In this show Shi Jing continues his career-long experimentation with time and light which began decades ago when found a job doing stage lighting for a travelling theater troupe.

While in this role he became interested in how the play of light on the surfaces of objects caused them to appear differently before our eyes. His recognizable style involves herding quantities of paint around the canvas so that the brushstrokes and the differences in paint texture construct an image on the canvas without the benefit of color.

In this show, he pursues a conceptual exploration of light, of security cameras, TVs and reflective surfaces. His latest installation piece features a 24-hour news channel projected on to a mirror ball, which disperses it into a rainbow of hues reflecting off the walls of the gallery. It is through this process that Shi Jing completely negates the content of the broadcast.

In the second part of the show Shi Jing turns this process around. Instead of projecting, he captures footage with the use of a CCTV camera which captures footage which is then projected into the gallery. The work makes obvious reference to the idea of surveillance, but at the same time his renderings of the objects and characters in his paintings are so faint that they barely could serve as a form of court documentation.

In fact what Shi Jing manages to capture is the transience of life — the brief passage of these individuals through a space (OV Gallery) at a specific time (the period of prior to the show opening). The only trace left of these places and people are their spectral images, which haunt the canvas.
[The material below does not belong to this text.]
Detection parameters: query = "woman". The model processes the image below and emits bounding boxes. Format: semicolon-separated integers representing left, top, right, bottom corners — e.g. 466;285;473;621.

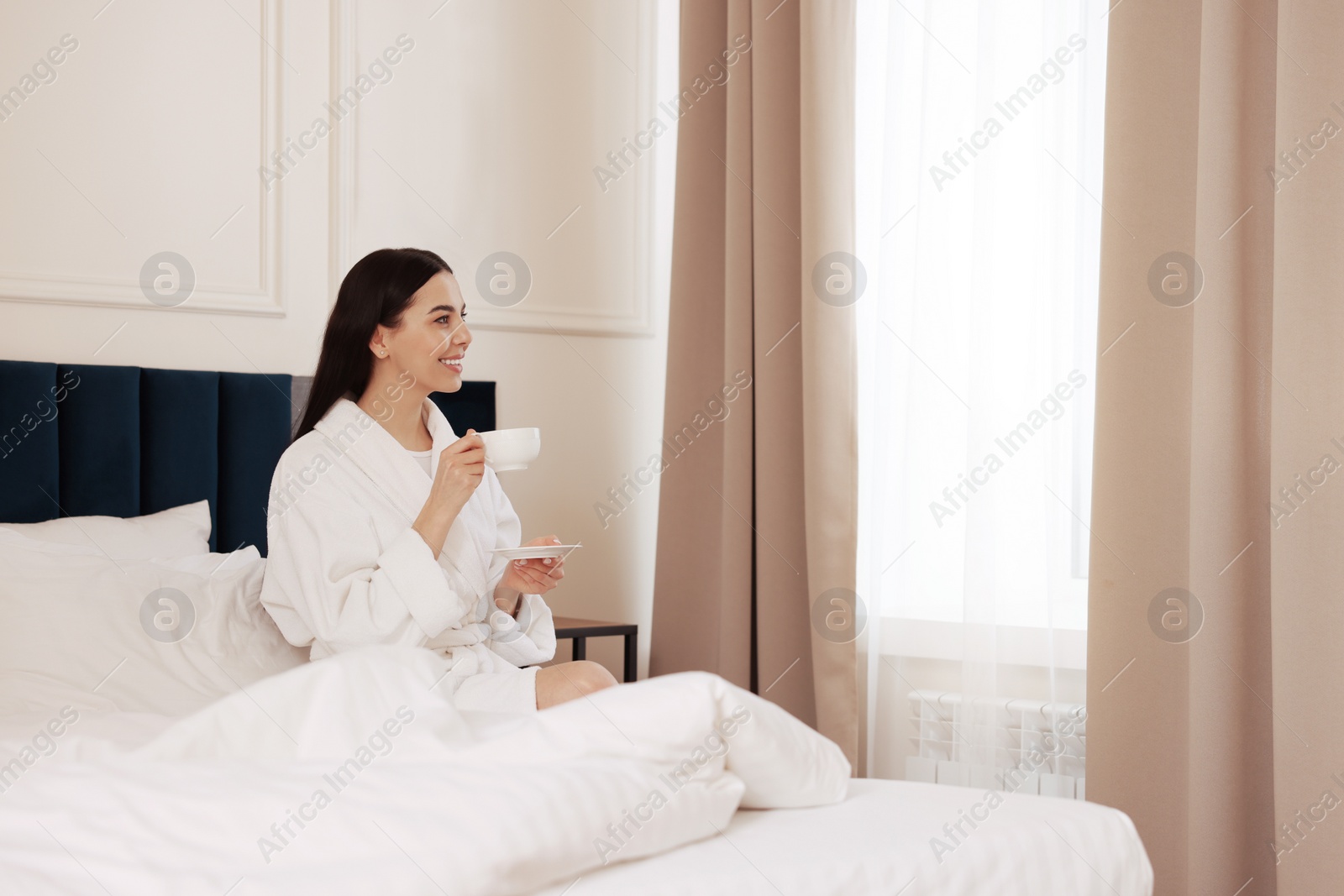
262;249;616;712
The third element of the show is a series of paintings of asteroids floating in an inky black space framed with built-in lighting. What intrigued Shi Jing was the idea that these images (taken from an astrology fan site) could only depict the appearance of asteroids thousands of light years away, and that they had likely greatly changed in appearance, or even burned out of the atmosphere by the time of the opening of the show.
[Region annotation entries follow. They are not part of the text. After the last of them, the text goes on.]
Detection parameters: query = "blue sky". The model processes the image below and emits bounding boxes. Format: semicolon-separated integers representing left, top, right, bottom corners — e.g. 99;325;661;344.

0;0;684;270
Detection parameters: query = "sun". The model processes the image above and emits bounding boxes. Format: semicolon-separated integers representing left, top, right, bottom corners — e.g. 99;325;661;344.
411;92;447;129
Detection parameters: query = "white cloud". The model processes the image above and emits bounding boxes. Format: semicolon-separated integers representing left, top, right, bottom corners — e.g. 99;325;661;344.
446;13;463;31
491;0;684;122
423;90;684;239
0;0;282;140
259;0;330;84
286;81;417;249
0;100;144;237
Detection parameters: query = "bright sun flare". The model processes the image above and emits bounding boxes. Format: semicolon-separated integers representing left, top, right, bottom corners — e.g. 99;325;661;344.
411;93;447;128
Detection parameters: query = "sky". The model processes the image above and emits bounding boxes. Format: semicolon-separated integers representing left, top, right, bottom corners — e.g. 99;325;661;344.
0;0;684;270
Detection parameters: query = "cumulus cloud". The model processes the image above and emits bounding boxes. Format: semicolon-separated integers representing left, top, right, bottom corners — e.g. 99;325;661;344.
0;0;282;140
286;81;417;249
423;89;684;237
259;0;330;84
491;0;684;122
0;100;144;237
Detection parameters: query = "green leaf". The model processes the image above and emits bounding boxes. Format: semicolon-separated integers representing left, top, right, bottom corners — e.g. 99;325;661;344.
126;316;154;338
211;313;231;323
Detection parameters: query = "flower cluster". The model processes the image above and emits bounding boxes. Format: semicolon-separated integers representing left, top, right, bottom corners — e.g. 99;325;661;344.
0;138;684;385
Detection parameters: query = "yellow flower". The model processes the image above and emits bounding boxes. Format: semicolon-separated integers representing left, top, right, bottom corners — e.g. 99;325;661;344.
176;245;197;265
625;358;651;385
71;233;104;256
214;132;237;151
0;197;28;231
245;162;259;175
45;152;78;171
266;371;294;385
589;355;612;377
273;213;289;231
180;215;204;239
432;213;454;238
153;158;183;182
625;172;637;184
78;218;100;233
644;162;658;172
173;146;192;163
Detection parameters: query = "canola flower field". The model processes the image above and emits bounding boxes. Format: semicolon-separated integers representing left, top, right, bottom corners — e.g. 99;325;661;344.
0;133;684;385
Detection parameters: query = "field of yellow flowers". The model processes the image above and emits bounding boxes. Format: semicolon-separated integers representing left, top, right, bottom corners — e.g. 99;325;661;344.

The exhibition titles “The Remains of the Day” (English) or “24 Hours” (Chinese) refer not only to the 24-hour news channel, but also the fleeting nature of current events and also our lives, which, like asteroids, have a finite lifespan.

Here Shi Jing conjures up Buddhist doctrines of impermanence and the belief that time is a construct of the mind. The universe, unlike the human mind has no bounds, but stretches out into infinity.